Monday, September 15, 2014


The first book I remember picking for myself at the Livingston Avenue branch of the Columbus Public Library was The True Book of Weeds and Wildflowers by Illa Podendorf. I can still remember pulling the green book with it's curly script font off the shelf. I think I was in the first grade. Then, when I was seven years old my mother bought me my first wildflower book . . . the Zim/Martin Guide to Wildflowers. I got a small green notebook and recorded all my finds with flowery descriptions filled with every adjective I knew. I searched for wildflowers everywhere, from my own suburban backyard to the shores of Buckeye Lake and the forests and field of Blacklick Woods. When I was 10, my family moved from Columbus to Erie, Pennsylvania. My dad drove us all over the county, exploring our new home state. Whenever I spotted a flower from the back seat of our station wagon, he would pull over so I could get out and get a better look. Presque Isle State Park on the shores of Lake Erie became my new hunting ground.

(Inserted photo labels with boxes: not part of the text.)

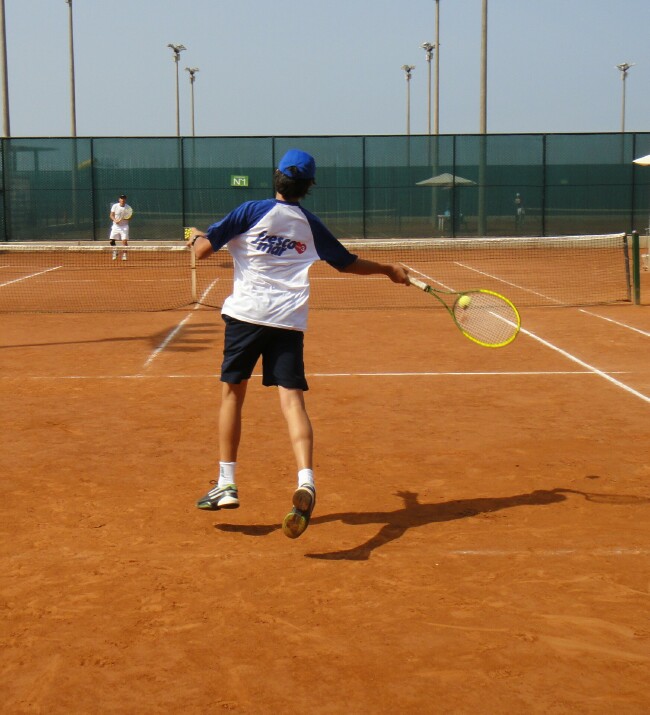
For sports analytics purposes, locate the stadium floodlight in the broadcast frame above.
[0,0,11,137]
[420,42,436,134]
[402,65,415,136]
[167,43,187,137]
[616,62,635,132]
[185,67,199,136]
[65,0,77,137]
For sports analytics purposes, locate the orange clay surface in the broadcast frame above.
[0,306,650,715]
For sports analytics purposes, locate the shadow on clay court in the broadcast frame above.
[0,323,218,352]
[215,488,650,561]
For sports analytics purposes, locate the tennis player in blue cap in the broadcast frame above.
[189,149,408,539]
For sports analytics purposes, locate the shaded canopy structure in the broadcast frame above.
[416,174,476,189]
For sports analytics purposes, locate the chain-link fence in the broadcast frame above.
[0,133,650,241]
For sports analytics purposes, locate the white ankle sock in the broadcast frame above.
[298,469,315,488]
[217,462,237,487]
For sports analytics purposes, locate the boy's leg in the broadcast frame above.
[278,387,316,539]
[219,380,248,462]
[278,387,314,470]
[196,380,248,511]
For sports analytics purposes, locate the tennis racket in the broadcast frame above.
[409,274,521,348]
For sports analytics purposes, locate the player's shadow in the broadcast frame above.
[216,489,566,561]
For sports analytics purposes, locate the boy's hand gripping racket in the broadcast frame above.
[409,274,521,348]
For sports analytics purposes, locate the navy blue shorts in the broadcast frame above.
[221,315,309,390]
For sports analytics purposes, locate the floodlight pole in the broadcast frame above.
[185,67,199,136]
[65,0,77,137]
[477,0,488,236]
[433,0,440,134]
[402,65,415,136]
[167,43,187,137]
[420,42,436,134]
[0,0,11,137]
[616,62,635,133]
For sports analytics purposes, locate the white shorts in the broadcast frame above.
[108,223,129,241]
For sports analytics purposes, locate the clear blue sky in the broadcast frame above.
[5,0,650,137]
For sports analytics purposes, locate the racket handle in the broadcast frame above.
[409,273,429,292]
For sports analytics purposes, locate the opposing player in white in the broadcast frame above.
[108,194,133,261]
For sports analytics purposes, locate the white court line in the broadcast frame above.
[446,546,650,556]
[0,370,627,380]
[454,261,562,305]
[0,266,63,288]
[404,263,650,404]
[521,328,650,404]
[142,278,219,370]
[579,308,650,338]
[455,261,650,337]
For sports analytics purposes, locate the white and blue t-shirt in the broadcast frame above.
[207,199,357,330]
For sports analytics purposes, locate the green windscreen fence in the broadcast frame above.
[0,133,650,242]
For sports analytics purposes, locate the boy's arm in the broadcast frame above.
[188,227,214,258]
[343,258,409,285]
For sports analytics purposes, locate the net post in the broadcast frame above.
[632,231,641,305]
[190,244,198,303]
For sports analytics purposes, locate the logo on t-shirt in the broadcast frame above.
[251,231,307,256]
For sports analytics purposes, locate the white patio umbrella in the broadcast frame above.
[416,174,476,189]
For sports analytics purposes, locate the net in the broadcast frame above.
[0,233,631,312]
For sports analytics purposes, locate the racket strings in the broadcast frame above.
[453,292,519,345]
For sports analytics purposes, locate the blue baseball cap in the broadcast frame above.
[278,149,316,179]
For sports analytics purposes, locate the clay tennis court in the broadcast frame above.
[0,262,650,714]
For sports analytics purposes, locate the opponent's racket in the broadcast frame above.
[409,274,521,348]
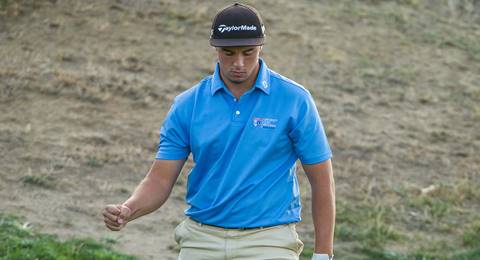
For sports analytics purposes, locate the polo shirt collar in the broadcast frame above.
[210,58,271,96]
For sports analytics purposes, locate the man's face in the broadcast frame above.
[216,46,262,84]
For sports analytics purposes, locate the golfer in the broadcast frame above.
[103,3,335,260]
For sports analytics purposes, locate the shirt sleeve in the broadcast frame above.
[289,94,332,164]
[156,99,190,160]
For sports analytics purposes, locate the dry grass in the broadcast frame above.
[0,0,480,259]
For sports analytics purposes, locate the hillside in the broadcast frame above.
[0,0,480,259]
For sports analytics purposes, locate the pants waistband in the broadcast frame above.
[187,217,289,230]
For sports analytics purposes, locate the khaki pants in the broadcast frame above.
[175,218,303,260]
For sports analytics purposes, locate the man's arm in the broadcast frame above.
[103,160,185,231]
[302,160,335,255]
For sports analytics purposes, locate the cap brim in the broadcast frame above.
[210,38,265,47]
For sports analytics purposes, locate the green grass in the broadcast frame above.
[0,213,136,260]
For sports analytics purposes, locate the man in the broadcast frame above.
[103,3,335,260]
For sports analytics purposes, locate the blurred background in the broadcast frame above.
[0,0,480,259]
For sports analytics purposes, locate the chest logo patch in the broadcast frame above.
[253,117,278,128]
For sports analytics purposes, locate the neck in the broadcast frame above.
[220,61,260,99]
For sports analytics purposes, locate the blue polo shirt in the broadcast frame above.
[156,60,332,228]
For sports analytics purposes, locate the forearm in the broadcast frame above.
[303,160,335,255]
[123,160,185,221]
[312,180,335,255]
[123,176,171,221]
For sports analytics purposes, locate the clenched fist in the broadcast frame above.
[102,204,132,231]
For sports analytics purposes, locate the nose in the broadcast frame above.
[233,54,244,67]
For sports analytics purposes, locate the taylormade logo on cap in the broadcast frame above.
[218,24,257,33]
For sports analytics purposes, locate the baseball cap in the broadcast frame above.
[210,3,265,47]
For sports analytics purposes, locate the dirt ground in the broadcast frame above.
[0,0,480,259]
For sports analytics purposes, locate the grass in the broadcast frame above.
[312,178,480,260]
[21,175,55,189]
[0,213,136,260]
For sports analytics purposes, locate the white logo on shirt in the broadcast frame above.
[253,117,278,128]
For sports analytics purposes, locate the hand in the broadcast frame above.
[102,204,132,231]
[312,253,333,260]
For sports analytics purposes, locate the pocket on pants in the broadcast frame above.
[288,223,304,255]
[173,220,185,245]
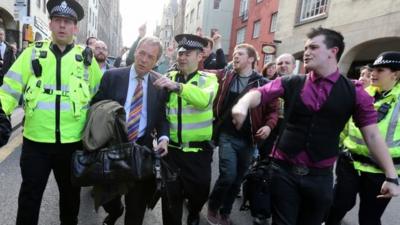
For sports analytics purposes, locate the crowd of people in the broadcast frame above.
[0,0,400,225]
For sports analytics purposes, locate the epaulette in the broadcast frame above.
[35,41,43,48]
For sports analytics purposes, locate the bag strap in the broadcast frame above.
[271,75,307,158]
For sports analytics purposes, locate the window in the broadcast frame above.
[236,27,246,45]
[239,0,249,20]
[269,12,278,33]
[253,20,261,38]
[190,9,194,23]
[196,1,201,19]
[214,0,221,9]
[299,0,328,22]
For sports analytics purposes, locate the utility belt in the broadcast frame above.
[340,148,400,165]
[272,159,333,176]
[168,140,212,150]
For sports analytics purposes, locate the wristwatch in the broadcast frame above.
[385,177,399,186]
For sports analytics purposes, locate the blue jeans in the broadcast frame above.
[208,133,255,215]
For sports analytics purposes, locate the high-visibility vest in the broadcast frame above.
[343,84,400,174]
[167,71,218,152]
[0,40,102,143]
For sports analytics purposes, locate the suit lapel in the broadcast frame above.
[146,74,156,134]
[118,67,131,104]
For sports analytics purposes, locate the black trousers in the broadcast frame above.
[271,163,333,225]
[325,156,390,225]
[103,180,156,225]
[162,148,213,225]
[17,138,81,225]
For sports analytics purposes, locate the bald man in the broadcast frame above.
[276,53,296,76]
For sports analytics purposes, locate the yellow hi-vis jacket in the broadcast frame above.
[167,71,218,152]
[0,40,102,143]
[343,84,400,174]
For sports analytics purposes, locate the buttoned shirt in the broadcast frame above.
[257,70,377,168]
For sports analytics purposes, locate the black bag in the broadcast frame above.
[240,159,271,219]
[72,143,157,186]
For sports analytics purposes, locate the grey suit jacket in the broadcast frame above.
[91,67,169,148]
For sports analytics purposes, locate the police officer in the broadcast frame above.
[0,0,101,225]
[325,52,400,225]
[155,34,218,225]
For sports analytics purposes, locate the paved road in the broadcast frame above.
[0,130,400,225]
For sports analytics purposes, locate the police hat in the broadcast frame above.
[371,51,400,71]
[175,34,208,52]
[47,0,85,21]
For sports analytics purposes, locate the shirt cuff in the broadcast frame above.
[158,135,169,143]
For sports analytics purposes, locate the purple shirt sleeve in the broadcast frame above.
[257,77,284,104]
[353,81,378,128]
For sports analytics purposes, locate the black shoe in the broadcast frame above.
[103,207,124,225]
[187,213,200,225]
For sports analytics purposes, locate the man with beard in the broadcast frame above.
[207,44,278,225]
[94,40,112,74]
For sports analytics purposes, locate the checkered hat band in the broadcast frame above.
[374,60,400,65]
[178,38,204,48]
[50,5,78,18]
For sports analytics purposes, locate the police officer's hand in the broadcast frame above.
[153,76,180,91]
[256,126,271,140]
[378,181,400,198]
[0,108,12,147]
[156,139,168,157]
[232,102,248,130]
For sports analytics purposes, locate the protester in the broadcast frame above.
[232,27,400,225]
[325,52,400,225]
[0,0,101,225]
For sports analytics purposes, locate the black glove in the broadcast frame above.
[0,108,12,147]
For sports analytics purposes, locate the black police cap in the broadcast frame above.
[175,34,208,52]
[371,51,400,71]
[47,0,85,21]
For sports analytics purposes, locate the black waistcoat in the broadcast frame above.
[278,75,355,162]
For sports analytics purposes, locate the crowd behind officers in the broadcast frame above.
[0,0,400,225]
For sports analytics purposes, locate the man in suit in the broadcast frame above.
[0,27,15,86]
[92,37,169,225]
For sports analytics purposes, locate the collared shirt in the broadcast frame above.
[257,70,377,168]
[0,42,6,59]
[124,64,149,138]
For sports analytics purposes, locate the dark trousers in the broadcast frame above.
[325,156,390,225]
[103,180,155,225]
[208,133,254,215]
[162,148,213,225]
[17,138,81,225]
[271,163,333,225]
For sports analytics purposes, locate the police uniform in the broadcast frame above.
[0,0,102,225]
[162,34,218,225]
[325,52,400,225]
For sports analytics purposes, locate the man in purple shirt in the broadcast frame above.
[232,28,400,225]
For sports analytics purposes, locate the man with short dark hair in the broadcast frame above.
[232,28,400,225]
[276,53,296,76]
[203,31,226,70]
[0,0,102,225]
[0,27,15,86]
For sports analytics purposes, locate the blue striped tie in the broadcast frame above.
[128,78,143,142]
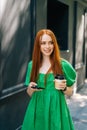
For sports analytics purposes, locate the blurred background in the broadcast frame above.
[0,0,87,130]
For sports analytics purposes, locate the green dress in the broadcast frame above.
[22,60,76,130]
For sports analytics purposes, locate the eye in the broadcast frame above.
[48,41,53,44]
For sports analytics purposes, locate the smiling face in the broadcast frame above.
[40,34,54,56]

mountain rosebay or great laurel
Now many many many years and dozens of different field guides later, I'm still hunting for wildflowers. This summer my kids and I took a trip to the Great Smoky Mountains. It's known as the National Park with the most wildflowers, so I was, of course, keen to go. The kids like to walk in the woods and look for lizards and skinks, frogs and turtles, so they were keen to go as well. As soon as graduation was over, school was out, and the dance recital finished, we hit the road. And even though I only found three wildflowers . . . the mountain rosebay (or great laurel, pictured at right), cardinal flower, and partridge berry, it was a truly amazing trip! I spent a lot of time trying to get a photo of the partridge berry with only minimal luck: I never could get the flowers (so tiny, but so "furry") into focus. This berry, and the tiny leaves, came out okay.
partridge berry

I was already in love with the mountain rosebay after seeing one at Goodell Gardens in Edinboro, Pennsylvania, a few years ago. George Washington and Thomas Jefferson, who were both enamored of native plants, grew mountain rosebay in their gardens Monticello and Mount Vernon. It is late-blooming and features one of my favorite things: lime green polka dots. I like how the pink buds are all crinkled up. The buds look grumpy, like the flowers on the turtlehead.

Nick saw a spotted salamander, but didn't get a photo (too busy trying to catch it). I't supposed to be a very "shy" animal, so I guess we should be happy that he even saw one at all. I also saw an amazing butterfly, which I tried to creep up on, so I could get a good picture. I was quiet as could be, but it kept flittering away. Back at the bottom of the mountain I googled it . . . a diana fritillary, the state butterfly of Arkansas. Doesn't it look like velvet? You can see another picture here. Lily and Jack found a black rat snake and Lily got this fantastic picture (at right). Apparently Lily is afraid of butterflies, but had no problem with this huge snake. You learn amazing things about your kids in the woods.

I'm toying with the idea of putting all these things together in a quilt, although I can't quite figure out how it would all go together yet.